Re-learning

I am Sophie-Anne Onland and was born with a leg defect. My left leg is 25 cm shorter than my right leg so I have been walking with a lower leg prosthesis all my life. Until 2020, I had a prosthesis that looked very much like a ''real leg,'' purely to not stand out and meet the ''societal and media norm.'' I was ashamed of my abnormality.

I eventually got in touch with Frank Jol, a prosthetist who also worked with paralympic champion Bibian Mentel (1979-2021). "What makes his working method special is that he looks per person at what someone wants to achieve in life. For top sports you need a different kind of prosthesis than for a trip around the world. And for some people it is just important to take a walk with their dog every day. Every person wants to get something different out of life and that's what you have to look at."

It was precisely because of this approach that I was quite thrown off guard by Frank. He wanted to make a prosthesis for me that would allow me to do much more physically, but most of all I wanted my prosthesis to resemble a 'normal' leg as much as possible. "I had also been unconsciously influenced since adolescence by all the perfect pictures around me, I guess. Anything that deviated from that was crazy. And so that prosthesis of mine had to and would be skin-colored."

This changed when I received a new prosthesis that was much more noticeable.
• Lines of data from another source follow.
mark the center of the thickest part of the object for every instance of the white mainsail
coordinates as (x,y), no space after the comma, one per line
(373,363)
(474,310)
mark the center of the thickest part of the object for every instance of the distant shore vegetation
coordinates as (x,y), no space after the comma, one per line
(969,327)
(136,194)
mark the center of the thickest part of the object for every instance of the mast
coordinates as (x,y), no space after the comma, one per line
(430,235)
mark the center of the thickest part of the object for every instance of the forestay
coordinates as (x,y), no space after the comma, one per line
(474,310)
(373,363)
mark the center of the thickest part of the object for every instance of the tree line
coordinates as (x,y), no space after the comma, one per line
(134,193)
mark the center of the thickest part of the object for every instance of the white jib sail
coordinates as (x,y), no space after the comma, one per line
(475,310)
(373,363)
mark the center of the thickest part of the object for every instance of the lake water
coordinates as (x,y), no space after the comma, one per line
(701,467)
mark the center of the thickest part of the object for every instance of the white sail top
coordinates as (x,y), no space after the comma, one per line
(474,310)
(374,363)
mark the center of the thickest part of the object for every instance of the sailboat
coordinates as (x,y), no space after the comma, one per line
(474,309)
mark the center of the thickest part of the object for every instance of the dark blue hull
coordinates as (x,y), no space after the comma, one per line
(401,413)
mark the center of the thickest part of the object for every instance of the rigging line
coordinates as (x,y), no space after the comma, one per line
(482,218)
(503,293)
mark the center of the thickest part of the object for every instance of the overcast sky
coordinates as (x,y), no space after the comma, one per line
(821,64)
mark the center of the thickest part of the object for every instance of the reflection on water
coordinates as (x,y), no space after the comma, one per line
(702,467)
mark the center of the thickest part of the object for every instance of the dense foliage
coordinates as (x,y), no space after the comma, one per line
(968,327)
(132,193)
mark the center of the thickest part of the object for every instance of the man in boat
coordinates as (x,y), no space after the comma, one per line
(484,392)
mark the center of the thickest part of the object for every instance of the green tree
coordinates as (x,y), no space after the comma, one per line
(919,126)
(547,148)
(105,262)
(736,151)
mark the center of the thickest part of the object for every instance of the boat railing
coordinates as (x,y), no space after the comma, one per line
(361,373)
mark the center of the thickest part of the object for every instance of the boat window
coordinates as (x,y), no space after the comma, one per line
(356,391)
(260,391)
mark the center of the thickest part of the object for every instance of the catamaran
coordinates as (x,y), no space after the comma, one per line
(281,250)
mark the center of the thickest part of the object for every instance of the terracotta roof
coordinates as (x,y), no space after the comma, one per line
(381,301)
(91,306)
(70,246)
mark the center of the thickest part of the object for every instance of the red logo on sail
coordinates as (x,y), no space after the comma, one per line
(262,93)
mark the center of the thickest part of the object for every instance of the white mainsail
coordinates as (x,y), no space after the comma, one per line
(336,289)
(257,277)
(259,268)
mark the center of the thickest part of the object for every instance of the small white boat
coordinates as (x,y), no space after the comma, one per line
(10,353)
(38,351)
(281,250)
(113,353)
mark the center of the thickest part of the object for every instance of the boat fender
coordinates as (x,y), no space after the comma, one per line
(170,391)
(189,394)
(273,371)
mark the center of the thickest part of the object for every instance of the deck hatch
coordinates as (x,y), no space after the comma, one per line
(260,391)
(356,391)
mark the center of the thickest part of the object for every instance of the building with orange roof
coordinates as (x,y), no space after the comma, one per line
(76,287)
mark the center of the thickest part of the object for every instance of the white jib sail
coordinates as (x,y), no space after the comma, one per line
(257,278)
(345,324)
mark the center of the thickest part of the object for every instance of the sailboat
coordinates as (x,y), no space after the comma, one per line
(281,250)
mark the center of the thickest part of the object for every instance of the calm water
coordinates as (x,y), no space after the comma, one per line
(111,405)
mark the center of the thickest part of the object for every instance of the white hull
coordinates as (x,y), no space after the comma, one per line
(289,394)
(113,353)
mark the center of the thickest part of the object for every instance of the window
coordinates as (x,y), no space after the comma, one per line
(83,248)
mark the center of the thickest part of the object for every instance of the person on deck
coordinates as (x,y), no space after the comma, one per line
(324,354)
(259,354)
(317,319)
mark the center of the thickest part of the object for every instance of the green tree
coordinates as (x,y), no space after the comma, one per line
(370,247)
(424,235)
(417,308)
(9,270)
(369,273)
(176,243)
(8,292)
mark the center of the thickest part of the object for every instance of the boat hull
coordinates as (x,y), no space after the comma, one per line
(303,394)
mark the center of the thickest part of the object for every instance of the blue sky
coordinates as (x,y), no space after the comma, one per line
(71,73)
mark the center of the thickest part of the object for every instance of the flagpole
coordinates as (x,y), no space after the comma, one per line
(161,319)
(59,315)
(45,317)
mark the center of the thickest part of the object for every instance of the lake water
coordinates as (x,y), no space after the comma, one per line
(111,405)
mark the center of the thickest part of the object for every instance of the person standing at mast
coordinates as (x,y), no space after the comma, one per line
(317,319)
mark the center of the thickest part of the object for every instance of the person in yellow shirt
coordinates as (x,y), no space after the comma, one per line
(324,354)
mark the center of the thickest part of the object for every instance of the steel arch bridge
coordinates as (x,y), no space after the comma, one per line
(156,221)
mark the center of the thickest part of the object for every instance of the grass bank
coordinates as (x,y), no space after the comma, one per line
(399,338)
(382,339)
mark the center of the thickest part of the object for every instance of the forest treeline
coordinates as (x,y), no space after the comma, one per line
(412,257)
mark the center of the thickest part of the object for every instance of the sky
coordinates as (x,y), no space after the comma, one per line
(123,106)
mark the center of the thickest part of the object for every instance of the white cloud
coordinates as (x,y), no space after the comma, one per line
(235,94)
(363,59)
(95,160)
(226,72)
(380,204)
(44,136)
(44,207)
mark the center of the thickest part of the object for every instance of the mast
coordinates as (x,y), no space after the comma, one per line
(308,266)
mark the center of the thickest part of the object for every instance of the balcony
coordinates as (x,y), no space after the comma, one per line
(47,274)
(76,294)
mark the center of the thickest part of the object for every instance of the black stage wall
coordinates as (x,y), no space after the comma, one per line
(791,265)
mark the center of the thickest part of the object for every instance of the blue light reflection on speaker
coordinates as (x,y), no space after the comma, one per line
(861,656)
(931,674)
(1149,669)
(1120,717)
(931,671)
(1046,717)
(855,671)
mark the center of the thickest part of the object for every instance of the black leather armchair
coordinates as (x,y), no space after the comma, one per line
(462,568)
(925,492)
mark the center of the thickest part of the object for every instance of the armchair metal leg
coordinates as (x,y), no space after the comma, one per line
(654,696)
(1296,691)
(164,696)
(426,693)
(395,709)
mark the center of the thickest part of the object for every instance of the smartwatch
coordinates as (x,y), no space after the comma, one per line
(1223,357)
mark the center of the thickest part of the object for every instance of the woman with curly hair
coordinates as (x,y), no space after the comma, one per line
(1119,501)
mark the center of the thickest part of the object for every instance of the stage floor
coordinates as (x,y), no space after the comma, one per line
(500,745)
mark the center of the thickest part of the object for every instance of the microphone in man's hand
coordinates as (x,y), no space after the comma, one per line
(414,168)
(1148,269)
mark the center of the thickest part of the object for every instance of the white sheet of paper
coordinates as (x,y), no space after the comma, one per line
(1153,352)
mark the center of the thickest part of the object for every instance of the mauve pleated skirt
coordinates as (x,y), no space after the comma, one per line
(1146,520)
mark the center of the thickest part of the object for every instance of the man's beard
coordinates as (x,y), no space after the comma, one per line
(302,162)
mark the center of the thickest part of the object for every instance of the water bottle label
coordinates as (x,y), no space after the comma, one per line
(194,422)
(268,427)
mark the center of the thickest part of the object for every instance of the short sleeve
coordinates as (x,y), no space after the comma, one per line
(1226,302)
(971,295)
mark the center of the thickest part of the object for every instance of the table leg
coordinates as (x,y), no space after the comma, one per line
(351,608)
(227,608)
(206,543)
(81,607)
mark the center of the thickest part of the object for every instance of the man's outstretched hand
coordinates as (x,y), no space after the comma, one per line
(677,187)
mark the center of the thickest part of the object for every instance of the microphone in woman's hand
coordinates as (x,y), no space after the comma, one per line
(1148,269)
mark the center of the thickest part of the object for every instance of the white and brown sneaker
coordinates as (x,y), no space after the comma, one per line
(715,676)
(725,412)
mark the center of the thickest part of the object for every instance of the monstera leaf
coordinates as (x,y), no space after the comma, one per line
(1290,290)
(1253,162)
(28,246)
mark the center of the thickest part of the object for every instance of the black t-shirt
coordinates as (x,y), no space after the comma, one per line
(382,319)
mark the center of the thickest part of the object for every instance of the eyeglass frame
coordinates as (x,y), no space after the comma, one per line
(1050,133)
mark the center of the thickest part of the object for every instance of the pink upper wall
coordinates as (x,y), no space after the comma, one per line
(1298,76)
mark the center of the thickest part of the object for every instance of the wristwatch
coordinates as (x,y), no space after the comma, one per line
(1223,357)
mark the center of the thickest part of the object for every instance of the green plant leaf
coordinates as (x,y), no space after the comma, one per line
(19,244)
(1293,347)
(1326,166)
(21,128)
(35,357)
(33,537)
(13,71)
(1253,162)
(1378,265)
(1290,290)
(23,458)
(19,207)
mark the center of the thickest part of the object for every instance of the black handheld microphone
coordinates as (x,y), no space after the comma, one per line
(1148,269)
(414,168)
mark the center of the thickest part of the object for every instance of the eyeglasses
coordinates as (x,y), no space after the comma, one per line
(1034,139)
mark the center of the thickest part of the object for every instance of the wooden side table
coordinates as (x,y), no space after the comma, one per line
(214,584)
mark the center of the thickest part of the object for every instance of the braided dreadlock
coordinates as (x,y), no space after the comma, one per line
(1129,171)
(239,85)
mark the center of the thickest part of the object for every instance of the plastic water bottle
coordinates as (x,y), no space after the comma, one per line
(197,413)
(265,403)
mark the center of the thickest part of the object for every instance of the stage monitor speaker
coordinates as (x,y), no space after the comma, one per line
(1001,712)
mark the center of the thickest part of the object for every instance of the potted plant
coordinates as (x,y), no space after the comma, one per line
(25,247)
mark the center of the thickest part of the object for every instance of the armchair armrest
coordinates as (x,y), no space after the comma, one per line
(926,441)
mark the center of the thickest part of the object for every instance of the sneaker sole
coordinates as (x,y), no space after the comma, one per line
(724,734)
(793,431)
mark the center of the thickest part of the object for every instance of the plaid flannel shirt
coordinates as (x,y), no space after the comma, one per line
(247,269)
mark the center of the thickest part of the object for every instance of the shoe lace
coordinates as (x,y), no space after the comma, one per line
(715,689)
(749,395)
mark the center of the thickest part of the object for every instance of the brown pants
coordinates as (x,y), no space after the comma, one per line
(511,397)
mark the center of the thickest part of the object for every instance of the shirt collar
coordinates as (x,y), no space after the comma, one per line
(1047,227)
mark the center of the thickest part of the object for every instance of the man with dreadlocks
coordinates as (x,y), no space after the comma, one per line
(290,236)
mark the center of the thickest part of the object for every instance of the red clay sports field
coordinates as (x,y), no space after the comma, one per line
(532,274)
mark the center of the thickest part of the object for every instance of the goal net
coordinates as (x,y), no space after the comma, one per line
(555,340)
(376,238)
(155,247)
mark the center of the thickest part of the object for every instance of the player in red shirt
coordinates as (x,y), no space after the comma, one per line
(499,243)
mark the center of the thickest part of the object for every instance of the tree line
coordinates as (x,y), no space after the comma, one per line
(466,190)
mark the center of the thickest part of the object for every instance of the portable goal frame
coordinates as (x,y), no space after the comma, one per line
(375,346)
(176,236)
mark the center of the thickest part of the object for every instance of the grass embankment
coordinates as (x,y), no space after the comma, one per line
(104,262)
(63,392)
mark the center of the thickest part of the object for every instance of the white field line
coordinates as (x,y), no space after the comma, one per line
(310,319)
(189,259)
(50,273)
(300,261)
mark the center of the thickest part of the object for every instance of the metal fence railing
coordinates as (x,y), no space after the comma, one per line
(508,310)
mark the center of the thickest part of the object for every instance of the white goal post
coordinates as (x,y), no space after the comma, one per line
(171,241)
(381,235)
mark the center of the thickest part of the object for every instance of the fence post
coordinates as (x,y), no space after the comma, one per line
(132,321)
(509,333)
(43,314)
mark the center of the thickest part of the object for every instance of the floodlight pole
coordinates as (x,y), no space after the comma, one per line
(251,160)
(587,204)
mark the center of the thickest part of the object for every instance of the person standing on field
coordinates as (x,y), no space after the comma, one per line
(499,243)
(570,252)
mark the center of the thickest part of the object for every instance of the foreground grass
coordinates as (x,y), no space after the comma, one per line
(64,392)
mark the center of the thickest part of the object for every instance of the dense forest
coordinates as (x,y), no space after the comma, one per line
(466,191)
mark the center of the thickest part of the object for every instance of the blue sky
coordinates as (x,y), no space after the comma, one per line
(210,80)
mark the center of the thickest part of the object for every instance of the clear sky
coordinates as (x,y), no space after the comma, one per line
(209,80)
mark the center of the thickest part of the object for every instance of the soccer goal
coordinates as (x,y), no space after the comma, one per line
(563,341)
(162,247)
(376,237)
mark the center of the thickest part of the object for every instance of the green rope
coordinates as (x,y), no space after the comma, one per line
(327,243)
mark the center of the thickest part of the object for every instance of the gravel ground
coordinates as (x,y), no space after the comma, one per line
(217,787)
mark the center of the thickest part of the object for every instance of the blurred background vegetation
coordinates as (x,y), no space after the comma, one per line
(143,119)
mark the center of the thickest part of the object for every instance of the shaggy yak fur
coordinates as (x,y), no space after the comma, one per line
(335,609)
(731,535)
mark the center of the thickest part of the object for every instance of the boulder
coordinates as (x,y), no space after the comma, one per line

Accepting this new prosthesis was a difficult process, but finding a female role model on Instagram, among other things, led to my ''coming out.'' I started to accept who I am. Long story short: my disability became my strength. I started to see how important it is to accept who you are and how ''being different'' is not a bad thing. Coming out for who I am, being my real self, not hiding my prosthesis has brought me so much and I wish that to everyone. The importance of representation and visibility have since become part of me and I hope to be a role model for others.

"I want to inspire and motivate everyone to look with open eyes at the world around you as well as at yourself. I want to make every ´difference´, visible or invisible, discussable to eventually normalize."